Increasing evidence indicates that high-fat diet (HFD) is a predisposing factor for metabolic syndrome-associated systemic inflammation and nonalcoholic fatty liver disease (NAFLD). Tumor necrosis factor-α/receptor-interacting protein kinase 3 (TNF-α/RIPK3) axis has recently become regarded as an important regulator and contributor in many inflammation-related diseases. Fisetin (Fn) is a bioactive flavonoid polyphenol with anti-inflammatory and anti-tumor activity. Lately it has gained increasing attention due to its potential advantages in prevention of tumors, metabolic disorders, neuroinflammation and chronic liver injury. However, its role in NAFLD is still not fully understood. Thus, we studied whether prolonged HFD causes TNF-α/RIPK3 activation-associated hepatic steatosis, further evaluating the protective effects of Fn in HFD-fed mice.

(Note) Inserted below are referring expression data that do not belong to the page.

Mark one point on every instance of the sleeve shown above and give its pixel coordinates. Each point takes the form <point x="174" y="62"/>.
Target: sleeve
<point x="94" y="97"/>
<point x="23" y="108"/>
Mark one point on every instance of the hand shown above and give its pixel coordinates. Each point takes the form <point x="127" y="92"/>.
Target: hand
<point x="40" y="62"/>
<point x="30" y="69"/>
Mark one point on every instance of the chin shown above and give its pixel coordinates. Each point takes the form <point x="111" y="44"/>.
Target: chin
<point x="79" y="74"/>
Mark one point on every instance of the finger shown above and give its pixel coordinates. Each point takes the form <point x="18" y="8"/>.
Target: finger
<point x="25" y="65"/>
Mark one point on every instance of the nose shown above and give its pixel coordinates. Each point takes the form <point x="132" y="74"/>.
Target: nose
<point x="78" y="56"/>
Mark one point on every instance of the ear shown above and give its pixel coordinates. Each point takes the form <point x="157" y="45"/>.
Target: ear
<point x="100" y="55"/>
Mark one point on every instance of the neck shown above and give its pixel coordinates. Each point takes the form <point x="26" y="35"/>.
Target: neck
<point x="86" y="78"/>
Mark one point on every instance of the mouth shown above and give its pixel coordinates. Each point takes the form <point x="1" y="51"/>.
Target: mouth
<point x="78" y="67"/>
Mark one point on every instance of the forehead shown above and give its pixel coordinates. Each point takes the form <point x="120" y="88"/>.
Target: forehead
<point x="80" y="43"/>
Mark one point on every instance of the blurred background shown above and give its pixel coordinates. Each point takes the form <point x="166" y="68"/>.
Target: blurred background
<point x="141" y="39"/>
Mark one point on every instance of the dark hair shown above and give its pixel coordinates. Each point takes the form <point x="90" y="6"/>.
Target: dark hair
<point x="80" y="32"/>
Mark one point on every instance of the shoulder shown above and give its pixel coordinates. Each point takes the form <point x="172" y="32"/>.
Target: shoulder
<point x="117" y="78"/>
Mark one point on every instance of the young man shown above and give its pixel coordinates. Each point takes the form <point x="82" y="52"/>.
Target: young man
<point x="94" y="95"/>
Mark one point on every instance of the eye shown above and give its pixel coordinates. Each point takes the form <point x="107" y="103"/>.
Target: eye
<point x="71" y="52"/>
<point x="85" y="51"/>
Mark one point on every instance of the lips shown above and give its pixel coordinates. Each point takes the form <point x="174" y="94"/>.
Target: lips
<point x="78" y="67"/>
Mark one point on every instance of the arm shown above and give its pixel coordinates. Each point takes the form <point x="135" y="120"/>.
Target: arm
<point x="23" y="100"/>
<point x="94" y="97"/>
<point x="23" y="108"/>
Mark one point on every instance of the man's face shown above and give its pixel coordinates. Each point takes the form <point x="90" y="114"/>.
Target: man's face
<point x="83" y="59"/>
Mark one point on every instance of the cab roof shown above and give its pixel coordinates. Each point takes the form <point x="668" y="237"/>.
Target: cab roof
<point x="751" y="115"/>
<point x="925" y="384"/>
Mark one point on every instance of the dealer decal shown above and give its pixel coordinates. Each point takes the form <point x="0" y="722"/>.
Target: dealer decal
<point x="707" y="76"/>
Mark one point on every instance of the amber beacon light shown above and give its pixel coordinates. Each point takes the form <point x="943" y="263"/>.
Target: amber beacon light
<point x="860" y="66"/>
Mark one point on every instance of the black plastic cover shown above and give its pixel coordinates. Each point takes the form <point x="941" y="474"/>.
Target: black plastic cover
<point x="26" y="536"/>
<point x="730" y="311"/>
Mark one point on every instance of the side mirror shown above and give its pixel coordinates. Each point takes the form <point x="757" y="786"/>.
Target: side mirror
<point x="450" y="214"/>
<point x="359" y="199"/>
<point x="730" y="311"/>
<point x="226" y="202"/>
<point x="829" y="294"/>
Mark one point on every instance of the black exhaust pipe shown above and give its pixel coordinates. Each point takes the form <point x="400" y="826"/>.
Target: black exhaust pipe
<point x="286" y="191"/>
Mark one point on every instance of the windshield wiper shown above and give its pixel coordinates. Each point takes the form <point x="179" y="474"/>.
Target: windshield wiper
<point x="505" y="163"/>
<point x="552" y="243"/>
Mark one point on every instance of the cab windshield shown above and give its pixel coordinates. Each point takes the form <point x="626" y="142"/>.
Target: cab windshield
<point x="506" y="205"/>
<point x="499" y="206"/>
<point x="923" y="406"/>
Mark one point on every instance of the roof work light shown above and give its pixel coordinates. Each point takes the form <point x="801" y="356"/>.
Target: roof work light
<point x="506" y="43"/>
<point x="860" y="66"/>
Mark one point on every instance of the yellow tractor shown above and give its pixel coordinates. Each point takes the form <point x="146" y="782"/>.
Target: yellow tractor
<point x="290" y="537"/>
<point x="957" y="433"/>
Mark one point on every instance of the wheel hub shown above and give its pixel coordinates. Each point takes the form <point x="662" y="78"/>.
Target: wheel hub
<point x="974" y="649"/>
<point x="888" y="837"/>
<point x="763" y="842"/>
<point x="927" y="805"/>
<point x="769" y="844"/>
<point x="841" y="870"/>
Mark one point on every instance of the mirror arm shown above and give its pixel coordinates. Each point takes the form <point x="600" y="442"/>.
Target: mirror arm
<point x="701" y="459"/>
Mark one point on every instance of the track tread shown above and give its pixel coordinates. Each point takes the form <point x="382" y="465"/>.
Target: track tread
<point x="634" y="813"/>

As expected, HFD promotes metabolic syndrome and pro-inflammatory cytokine generation in serum, enhances liver inflammatory infiltration-related lipid accumulation by increase of TNF-α/RIPK3 activation, ultimately resulting in development of nonalcoholic steatohepatitis. In contrast to this, dietary Fn intervention could suppress metabolic disorder and HFD-triggered hepatic function loss, downregulate TNF-α/RIPK3 signaling-associated hepatic inflammation, balance lipid metabolism-related gene expression, and finally inhibit lipid accumulation and steatohepatitis. Hence, Fn restrains HFD-induced hepatic inflammation and lipid deposition by downregulating metabolic disorder and excessive liver inflammation-associated TNF-α/RIPK3 axis activation.